Doctor of Philosophy

Program

Statistics and Actuarial Sciences

Supervisor

Dr. Wenqing He

Abstract

Microarray technology is essentially a measurement tool for measuring expressions of genes, and this measurement is subject to measurement error. Gene expressions could be employed as predictors for patient survival, and the measurement error involved in the gene expression is often ignored in the analysis of microarray data in the literature. Efforts are needed to establish statistical method for analyzing microarray data without ignoring the error in gene expression. A typical microarray data set has a large number of genes far exceeding the sample size. Proper selection of survival relevant genes contributes to an accurate prediction model. We study the effect of the measurement error on survival relevant gene selection under the accelerated failure time (AFT) model setting by regularizing weighted least square estimator with adaptive LASSO penalty.

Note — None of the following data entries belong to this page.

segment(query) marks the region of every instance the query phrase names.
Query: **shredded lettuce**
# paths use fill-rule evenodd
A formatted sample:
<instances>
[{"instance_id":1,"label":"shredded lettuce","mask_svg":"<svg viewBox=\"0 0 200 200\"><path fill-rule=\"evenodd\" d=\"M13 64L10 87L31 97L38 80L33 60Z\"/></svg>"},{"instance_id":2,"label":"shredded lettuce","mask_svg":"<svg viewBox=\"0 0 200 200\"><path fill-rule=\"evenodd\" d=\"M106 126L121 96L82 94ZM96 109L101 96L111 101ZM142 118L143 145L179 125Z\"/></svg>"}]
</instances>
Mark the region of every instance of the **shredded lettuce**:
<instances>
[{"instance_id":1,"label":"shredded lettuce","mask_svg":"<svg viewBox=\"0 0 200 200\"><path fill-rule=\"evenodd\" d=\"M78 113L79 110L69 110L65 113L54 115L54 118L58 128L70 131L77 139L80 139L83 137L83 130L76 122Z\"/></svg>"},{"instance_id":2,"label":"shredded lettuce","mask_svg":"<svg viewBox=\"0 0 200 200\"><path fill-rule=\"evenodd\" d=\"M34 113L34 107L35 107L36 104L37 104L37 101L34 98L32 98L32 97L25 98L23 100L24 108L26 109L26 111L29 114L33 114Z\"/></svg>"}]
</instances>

The simulation results and real data analysis show that ignoring measurement error will affect survival relevant gene selection. Simulation-Extrapolation (SIMEX) method is investigated to adjust the impact of measurement error to gene selection. The resulting model after adjustment is more accurate than the model selected by ignoring measurement error. Microarray experiments are often performed over a long period of time, and samples can be prepared and collected under different conditions. Moreover, different protocols or methodology may be applied in the experiment. All these factors contribute to a possibility of heteroscedastic measurement error associated with microarray data set. It is of practical importance to combine microarray data from different labs or platforms. We construct a prediction AFT model using data with heterogeneous covariate measurement error. Two variations of the SIMEX algorithm are investigated to adjust the effect of the mis-measured covariates. Simulation results show that the proposed method can achieve better prediction accuracy than the naive method. In this dissertation, the SIMEX method is used to adjust for the effects of covariate measurement error. This method is superior to other conventional methods in that it is not only more robust to distributional assumptions for error prone covariates, it also offers marked simplicity and flexibility for practical use. To implement this method, we developed an R package for general users.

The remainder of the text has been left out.